Table 8.2 Summary of the bedside echocardiographic assessment in trauma/critical care (BEAT) examination
Fig. 8.14
figure 14

The evaluation of heart contractility is performed with an apical four chamber view. LA left atrium, LV left ventricle, RA right atrium, RV right ventricle

Fig. 8.15
figure 15

In parasternal long-axis view, the ejection fraction of heart is calculated using the fractional shortening method

Fig. 8.16
figure 16

Measurement of the inferior vena cava diameter for the assessment of volume status in a longitudinal view of the right upper quadrant in an abdominal preset

Other Indications of Trauma Ultrasound

The indications of ultrasound continue to expand rapidly in trauma setting. Most of the techniques can be performed by a surgeon, intensivist, or emergency physician at bedside. Several types of fracture can be detected using portable ultrasound [60, 61]. You and colleagues reported 100 % of sensitivity and specificity by ultrasound in the emergency department for the detection of sterna fracture [62]. Similarly, an ocular ultrasound has been increasingly used in the emergency department [63]. A bedside ultrasound technique to measure the diameter of optic nerve sheath is reported to be effective in identifying the patient with elevated intracranial pressure secondary to brain injury [64, 65].

Conclusion

In the last 20 years since FAST was introduced, its accuracy in diagnosing different types of injury has been studied extensively. While FAST has proven to be accurate in detecting free fluid in hemodynamically unstable blunt trauma patients and patients with penetrating injury to the “box” area, its accuracy in diagnosing stable blunt injured patients or those with abdominal penetrating injury appears to be limited.
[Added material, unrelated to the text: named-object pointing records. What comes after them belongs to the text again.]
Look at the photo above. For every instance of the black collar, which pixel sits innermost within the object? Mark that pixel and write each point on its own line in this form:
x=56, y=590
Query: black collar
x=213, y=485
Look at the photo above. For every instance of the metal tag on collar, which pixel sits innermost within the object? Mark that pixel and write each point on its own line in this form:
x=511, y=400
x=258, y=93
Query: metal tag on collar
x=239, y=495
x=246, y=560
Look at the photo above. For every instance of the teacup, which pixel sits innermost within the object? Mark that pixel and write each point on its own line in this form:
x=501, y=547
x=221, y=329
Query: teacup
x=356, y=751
E-FAST is a useful technique to detect pneumothorax and hemothorax more quickly and accurately than CXR. Further prospective studies are needed to clarify how to choose the imaging modality between ultrasound and CT, particularly for the stable patients with suspected blunt torso injury. Surgical intensivist-performed ultrasound has been shown to be an effective tool to perform hemodynamic monitoring in the severely injured ICU patient. The use of ultrasound is expected to expand further for the management of trauma patients.